[TiDB Usage Environment] Production Environment
[TiDB Version] 6.5.4
[Reproduction Path] What operations were performed to cause the issue
[Encountered Issue: Issue Phenomenon and Impact]
[Resource Configuration] Enter TiDB Dashboard - Cluster Info - Hosts and take a screenshot of this page
[Attachments: Screenshots/Logs/Monitoring]
At 12:30, it was found on the dashboard that there were 4 TiKV nodes (labeled) on 2 machines, showing (disconnected) and sometimes up status.
During this period, some SQL queries reported region unavailable errors, and then it was found that the cluster became unwritable from 12:06.
Checked the logs at 12:06 and found a batch of warning logs, but no other special logs.
This is a bit strange. The CPU usage has decreased, so there shouldn’t be a resource shortage. I noticed in the logs that some regions don’t have a leader. Let’s wait for the experts to analyze it.
You can find one of the KV nodes
[2024/04/07 13:14:40.820 +08:00] [INFO] [lib.rs:85] [“Welcome to TiKV”]
[2024/04/07 14:01:56.828 +08:00] [INFO] [lib.rs:85] [“Welcome to TiKV”]
But the first time should be a command restart, and the second time is a server restart.

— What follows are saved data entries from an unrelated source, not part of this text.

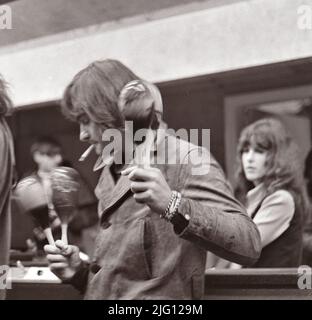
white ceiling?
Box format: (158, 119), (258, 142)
(0, 0), (210, 47)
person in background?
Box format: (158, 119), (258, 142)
(234, 118), (307, 268)
(44, 59), (261, 299)
(301, 149), (312, 265)
(17, 136), (98, 256)
(304, 149), (312, 200)
(26, 136), (63, 249)
(0, 75), (15, 300)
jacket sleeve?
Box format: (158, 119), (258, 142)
(175, 147), (261, 266)
(66, 261), (90, 294)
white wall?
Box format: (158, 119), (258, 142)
(1, 0), (312, 106)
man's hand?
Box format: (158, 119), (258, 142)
(44, 240), (82, 281)
(121, 166), (172, 215)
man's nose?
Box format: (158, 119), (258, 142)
(80, 127), (90, 142)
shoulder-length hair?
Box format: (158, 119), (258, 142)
(0, 75), (13, 116)
(235, 118), (306, 208)
(61, 59), (140, 130)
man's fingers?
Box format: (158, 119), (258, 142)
(50, 262), (69, 270)
(121, 166), (138, 176)
(46, 254), (67, 263)
(54, 240), (73, 256)
(133, 190), (152, 203)
(55, 240), (67, 250)
(130, 181), (150, 193)
(44, 244), (61, 254)
(127, 168), (156, 181)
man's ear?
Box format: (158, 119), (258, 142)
(55, 154), (62, 166)
(32, 151), (41, 164)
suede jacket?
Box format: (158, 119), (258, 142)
(71, 127), (261, 299)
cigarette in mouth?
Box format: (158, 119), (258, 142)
(79, 145), (94, 162)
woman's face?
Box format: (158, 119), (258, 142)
(242, 145), (268, 186)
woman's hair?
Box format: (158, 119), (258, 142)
(0, 74), (13, 116)
(61, 59), (140, 130)
(235, 118), (307, 209)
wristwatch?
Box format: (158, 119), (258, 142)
(170, 211), (191, 234)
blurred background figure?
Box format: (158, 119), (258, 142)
(0, 75), (15, 300)
(234, 118), (307, 268)
(27, 136), (63, 249)
(304, 150), (312, 201)
(302, 149), (312, 265)
(15, 136), (98, 257)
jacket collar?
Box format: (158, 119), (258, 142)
(95, 121), (169, 217)
(93, 121), (168, 172)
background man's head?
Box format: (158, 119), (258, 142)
(30, 136), (62, 172)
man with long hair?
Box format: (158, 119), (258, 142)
(44, 59), (261, 299)
(0, 75), (15, 299)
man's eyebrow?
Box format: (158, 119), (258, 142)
(77, 113), (89, 122)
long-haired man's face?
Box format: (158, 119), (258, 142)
(242, 145), (268, 186)
(78, 114), (105, 155)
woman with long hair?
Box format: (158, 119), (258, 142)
(235, 118), (307, 267)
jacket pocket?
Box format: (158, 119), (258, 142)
(92, 217), (153, 281)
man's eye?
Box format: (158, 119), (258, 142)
(79, 116), (90, 125)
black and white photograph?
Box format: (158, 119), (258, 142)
(0, 0), (312, 305)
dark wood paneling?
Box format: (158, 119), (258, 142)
(7, 268), (312, 300)
(161, 83), (225, 169)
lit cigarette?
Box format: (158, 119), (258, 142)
(79, 145), (94, 161)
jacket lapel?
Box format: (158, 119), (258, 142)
(97, 121), (169, 217)
(97, 164), (132, 218)
(105, 170), (132, 211)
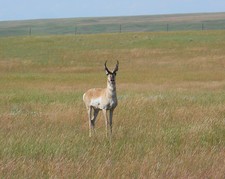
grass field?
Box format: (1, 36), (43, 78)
(1, 12), (225, 36)
(1, 30), (225, 178)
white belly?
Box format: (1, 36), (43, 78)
(90, 97), (102, 109)
(90, 97), (117, 110)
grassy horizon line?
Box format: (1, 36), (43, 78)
(1, 12), (225, 36)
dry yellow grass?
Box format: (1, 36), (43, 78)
(0, 31), (225, 178)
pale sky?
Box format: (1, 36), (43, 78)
(1, 0), (225, 21)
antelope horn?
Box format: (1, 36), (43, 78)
(104, 61), (111, 74)
(113, 60), (119, 73)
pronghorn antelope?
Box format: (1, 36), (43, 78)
(83, 61), (119, 137)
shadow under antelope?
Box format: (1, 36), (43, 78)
(83, 61), (119, 137)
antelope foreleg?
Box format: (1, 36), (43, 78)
(103, 109), (110, 137)
(109, 109), (114, 136)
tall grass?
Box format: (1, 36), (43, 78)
(1, 31), (225, 178)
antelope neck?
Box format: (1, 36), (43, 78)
(107, 80), (116, 93)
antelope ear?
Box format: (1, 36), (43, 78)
(105, 70), (110, 75)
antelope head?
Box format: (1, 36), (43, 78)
(104, 60), (119, 85)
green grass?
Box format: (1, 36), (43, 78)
(1, 30), (225, 178)
(1, 12), (225, 36)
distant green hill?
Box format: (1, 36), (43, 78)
(0, 12), (225, 36)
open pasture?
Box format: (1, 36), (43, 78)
(1, 12), (225, 36)
(0, 31), (225, 178)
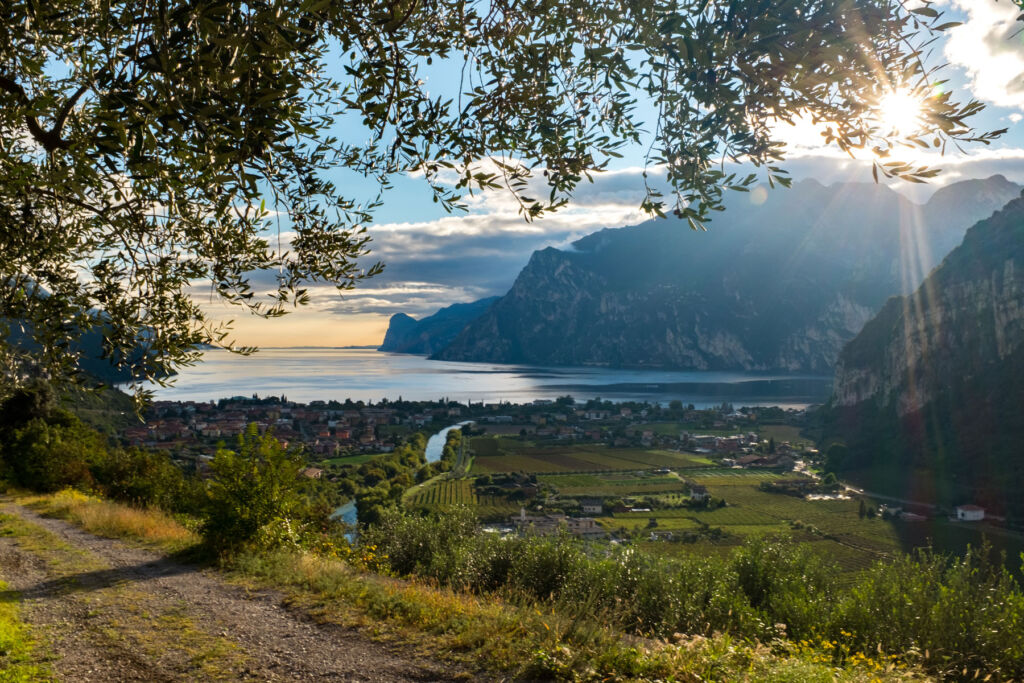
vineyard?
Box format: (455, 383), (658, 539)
(407, 479), (476, 506)
(469, 438), (715, 474)
(405, 478), (519, 517)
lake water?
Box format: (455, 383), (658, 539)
(153, 348), (831, 408)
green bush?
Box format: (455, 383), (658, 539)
(831, 545), (1024, 675)
(92, 446), (199, 512)
(1, 413), (107, 492)
(202, 424), (306, 552)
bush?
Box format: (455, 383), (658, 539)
(92, 446), (199, 512)
(357, 508), (1024, 678)
(201, 424), (306, 552)
(1, 413), (107, 492)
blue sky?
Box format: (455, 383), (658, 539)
(216, 0), (1024, 347)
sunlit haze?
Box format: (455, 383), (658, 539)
(876, 90), (925, 135)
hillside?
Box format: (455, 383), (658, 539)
(435, 176), (1021, 372)
(823, 192), (1024, 515)
(378, 296), (499, 355)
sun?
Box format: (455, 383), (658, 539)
(876, 89), (925, 135)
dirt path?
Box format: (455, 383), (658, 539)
(0, 502), (459, 682)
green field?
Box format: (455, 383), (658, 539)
(321, 453), (386, 466)
(538, 473), (688, 495)
(407, 478), (477, 506)
(469, 438), (714, 474)
(624, 469), (906, 567)
(758, 424), (807, 444)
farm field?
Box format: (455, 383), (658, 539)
(632, 422), (807, 445)
(599, 515), (702, 533)
(636, 423), (750, 437)
(321, 453), (386, 466)
(405, 478), (520, 518)
(757, 424), (808, 445)
(469, 438), (714, 474)
(608, 469), (906, 569)
(406, 478), (477, 506)
(539, 473), (688, 496)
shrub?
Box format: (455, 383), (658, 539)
(201, 424), (306, 552)
(91, 446), (198, 512)
(356, 508), (1024, 678)
(1, 413), (107, 492)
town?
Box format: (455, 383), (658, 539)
(128, 394), (812, 471)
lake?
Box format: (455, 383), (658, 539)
(153, 348), (831, 408)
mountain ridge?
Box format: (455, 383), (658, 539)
(822, 191), (1024, 513)
(378, 296), (500, 355)
(433, 176), (1021, 372)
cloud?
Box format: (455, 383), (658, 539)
(940, 0), (1024, 110)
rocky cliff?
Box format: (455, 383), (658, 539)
(378, 297), (499, 355)
(435, 176), (1021, 372)
(823, 193), (1024, 513)
(834, 195), (1024, 413)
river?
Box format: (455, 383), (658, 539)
(332, 420), (472, 530)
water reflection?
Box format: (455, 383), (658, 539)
(152, 348), (831, 407)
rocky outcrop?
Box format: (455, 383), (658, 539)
(378, 297), (499, 355)
(436, 176), (1021, 372)
(822, 193), (1024, 513)
(834, 196), (1024, 413)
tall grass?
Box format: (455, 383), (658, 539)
(362, 507), (1024, 680)
(230, 548), (912, 682)
(23, 489), (200, 553)
(5, 492), (924, 680)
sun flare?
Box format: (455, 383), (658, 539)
(876, 89), (925, 135)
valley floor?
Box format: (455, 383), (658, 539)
(0, 499), (453, 682)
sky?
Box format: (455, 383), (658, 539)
(214, 0), (1024, 348)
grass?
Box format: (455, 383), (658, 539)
(540, 472), (688, 495)
(758, 425), (806, 444)
(228, 549), (921, 682)
(0, 492), (936, 681)
(18, 489), (200, 554)
(322, 453), (386, 466)
(0, 580), (52, 682)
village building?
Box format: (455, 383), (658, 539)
(955, 505), (985, 521)
(511, 509), (605, 539)
(580, 498), (603, 515)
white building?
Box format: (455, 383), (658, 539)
(955, 505), (985, 522)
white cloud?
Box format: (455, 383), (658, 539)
(940, 0), (1024, 110)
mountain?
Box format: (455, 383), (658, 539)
(822, 193), (1024, 514)
(4, 322), (135, 385)
(435, 176), (1021, 372)
(378, 297), (500, 355)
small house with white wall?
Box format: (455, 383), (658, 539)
(955, 505), (985, 521)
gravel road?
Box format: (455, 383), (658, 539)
(0, 502), (461, 682)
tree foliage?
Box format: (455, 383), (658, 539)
(0, 0), (1003, 395)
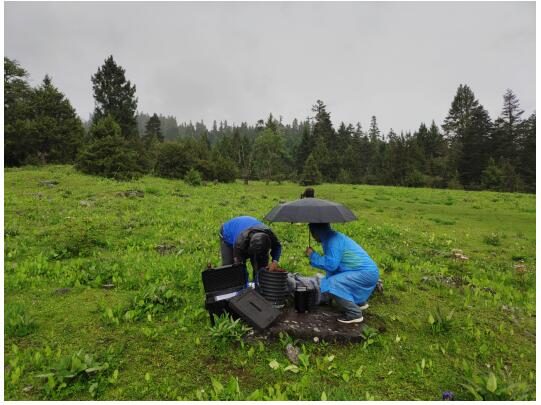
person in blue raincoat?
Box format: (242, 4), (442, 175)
(305, 223), (379, 323)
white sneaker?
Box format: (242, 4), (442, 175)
(358, 302), (369, 310)
(337, 315), (364, 324)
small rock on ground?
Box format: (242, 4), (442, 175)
(116, 190), (144, 198)
(285, 344), (300, 365)
(155, 244), (176, 255)
(39, 180), (59, 187)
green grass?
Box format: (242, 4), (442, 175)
(4, 165), (536, 400)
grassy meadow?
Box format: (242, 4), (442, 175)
(4, 165), (536, 400)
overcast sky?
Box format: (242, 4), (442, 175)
(4, 1), (536, 133)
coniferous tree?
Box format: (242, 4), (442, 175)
(489, 89), (524, 163)
(253, 127), (288, 183)
(5, 58), (33, 166)
(27, 75), (85, 163)
(91, 56), (138, 139)
(311, 100), (339, 181)
(300, 153), (322, 185)
(366, 115), (384, 183)
(443, 84), (492, 188)
(76, 115), (144, 180)
(143, 113), (163, 146)
(4, 58), (31, 124)
(294, 122), (313, 173)
(517, 112), (536, 192)
(368, 116), (381, 141)
(5, 66), (84, 165)
(414, 121), (447, 182)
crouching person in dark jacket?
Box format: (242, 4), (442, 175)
(219, 216), (282, 280)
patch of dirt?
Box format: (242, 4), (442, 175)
(450, 249), (469, 261)
(115, 190), (144, 198)
(420, 274), (464, 288)
(39, 180), (59, 187)
(421, 274), (497, 295)
(155, 243), (176, 255)
(250, 306), (385, 344)
(54, 287), (71, 295)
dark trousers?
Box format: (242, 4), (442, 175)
(219, 234), (268, 281)
(320, 292), (363, 318)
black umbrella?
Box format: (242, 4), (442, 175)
(264, 198), (357, 245)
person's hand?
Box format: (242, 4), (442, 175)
(267, 261), (278, 272)
(305, 247), (314, 257)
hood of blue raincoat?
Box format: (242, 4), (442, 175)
(309, 223), (333, 241)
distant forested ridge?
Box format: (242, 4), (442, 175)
(5, 56), (535, 192)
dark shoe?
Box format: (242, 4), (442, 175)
(358, 302), (369, 310)
(337, 315), (364, 324)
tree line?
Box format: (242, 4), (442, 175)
(4, 56), (535, 192)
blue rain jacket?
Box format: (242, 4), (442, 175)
(309, 226), (379, 304)
(221, 216), (282, 262)
(221, 216), (262, 245)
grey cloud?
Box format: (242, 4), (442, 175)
(5, 1), (535, 132)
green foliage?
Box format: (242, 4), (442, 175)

It seems that at 12:50, the memory usage rose and then rapidly dropped, which looks like a node went down or some other service crashed. However, I don’t understand why this monitoring couldn’t collect the memory usage of one of the servers after 13:00.
Another thing I’m not sure about is why there’s no memory. It might be related to manually starting the server on machine 05, causing some ECS monitoring not to start automatically.
Here are the corresponding logs for machine 06:
[2024/04/07 12:51:50.149 +08:00] [INFO] [lib.rs:85] [“Welcome to TiKV”]
[2024/04/07 12:56:24.206 +08:00] [INFO] [lib.rs:85] [“Welcome to TiKV”]
[2024/04/07 13:53:06.783 +08:00] [INFO] [lib.rs:85] [“Welcome to TiKV”]
Today, my test environment was extremely slow. To get straight to the point, TiDB and PD are deployed in a mixed manner with 3 nodes each. They are all cloud hosts, and one of the nodes had its configuration downgraded by a colleague. It was previously 16GB and was reduced to 8GB. This node was scaled down for TiDB, leaving only PD. Then the lag and slowness disappeared. It doesn’t seem likely, but that’s the actual situation. Could it be that the difference in configuration of the machines running the same services is causing this?